Gangbuster by Alan Prendergast

Gangbuster by Alan Prendergast

Author:Alan Prendergast [Prendergast, Alan]
Language: eng
Format: epub
Publisher: Citadel Press
Published: 2022-12-06T00:00:00+00:00


THE FLAP AT THE AUDITORIUM did not go unnoticed at the district attorney’s office. The Klan was part of the unfinished business Van Cise was determined to clear away in his last eighteen months in office. So far, he had been able to convict only one Klansman of a single offense, and a pretty minor one at that: Warren Given’s contempt-of-court conviction for refusing to admit that Locke was the Klan leader. But he could see more trouble looming, now that Stapleton had revealed his Klan sympathies. Who knew how many cops, city officials, judges, and state legislators were secretly Klan members too?
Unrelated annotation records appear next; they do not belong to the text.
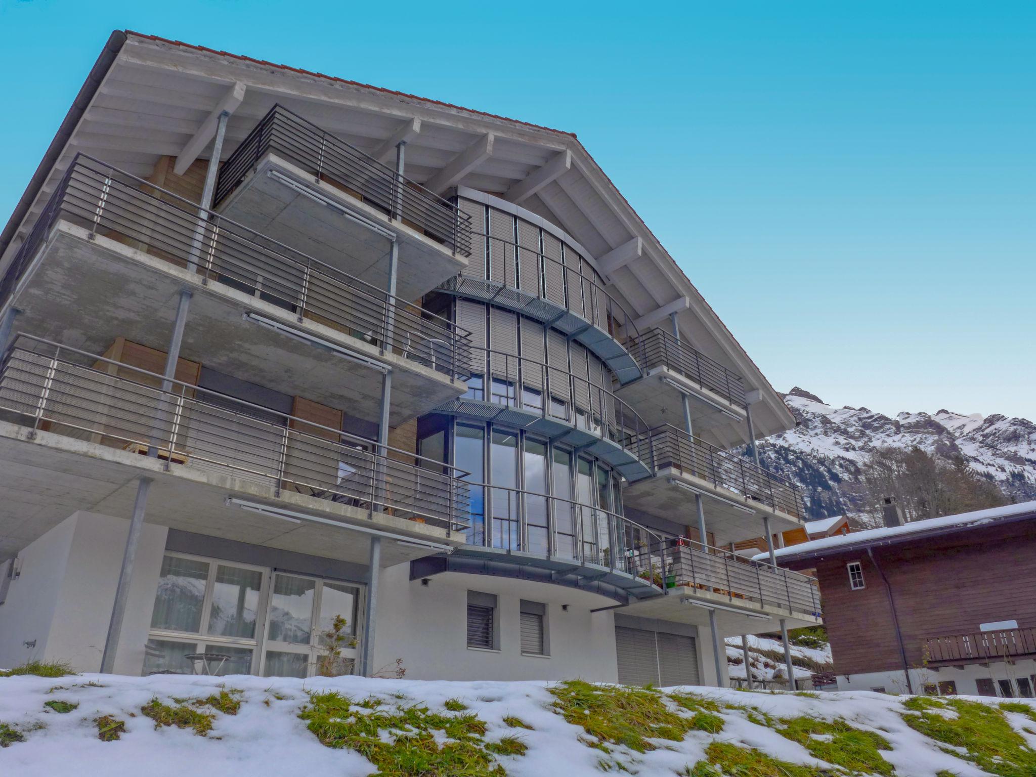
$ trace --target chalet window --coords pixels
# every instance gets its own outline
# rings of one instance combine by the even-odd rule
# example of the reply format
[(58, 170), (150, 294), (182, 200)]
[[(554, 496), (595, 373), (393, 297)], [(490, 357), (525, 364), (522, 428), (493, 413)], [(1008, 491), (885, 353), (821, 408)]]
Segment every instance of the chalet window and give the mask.
[(496, 650), (496, 595), (467, 592), (467, 646)]
[(848, 570), (848, 586), (853, 591), (865, 587), (863, 583), (863, 567), (859, 562), (850, 562), (845, 565), (845, 569)]
[(547, 605), (521, 600), (521, 652), (524, 656), (546, 656)]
In his darker moments, Van Cise wondered if he had cleared out a rat’s nest at City Hall, only to see it replaced with something much worse. He talked to his confidant Robinson about ways of investigating the Klan, or at least getting a handle on the identities of its leaders. As the group grew larger, it might become more vulnerable to infiltration. He knew some newspaper reporters who were thinking along the same lines, trying to finagle Klan memberships so they could expose what went on in the meetings. Perhaps it was time to launch a full-scale undercover operation, similar to what he had done to smash the bunco ring. But what crime was the Klan committing, specifically? Sedition? Inciting violence against immigrants and minorities? Defrauding its own members?

Van Cise began collecting Klan fliers and pamphlets and looking into what other prosecutors had done to fight the organization. Before he got too far down that road, he had other unfinished business to address. In June, Judge Dunklee handed down the sentences in the bunco case: seven years in prison for Blonger, Duff, French, Belcher, Cooper, and six other defendants; a mere three years for the Christ Kid and seven others. The twentieth defendant was deemed to be insane and was spared prison entirely. Van Cise considered the terms quite light. He was surprised when the Fixer reached out to him from the jail, begging for a final meeting before he was sent to the penitentiary in Canon City. Van Cise had the old man brought to his office.

Blonger had lost weight. His clothes hung on him. He was all wheezes and groans. He pleaded for mercy with trembling hands.

“All my insides are gone,” he said. “Seven years, three years, one year is death. Surely you don’t want me to die down there.”

As always, the man had a proposition: Send him to the pen for two months, then ask the governor to pardon him. Let him die a free man. It was the least the Colonel could do.

Van Cise said nothing. He thought about the Reverend Menaugh, who’d lost the funds his clients had entrusted to him and then ended his life with poison. He thought about another victim of Blonger’s operation who had spent his last months in grinding poverty, his life savings gone, devoured by wolves. When he finally spoke, it was with surprising vehemence.

“What leniency have you shown to others?” he asked.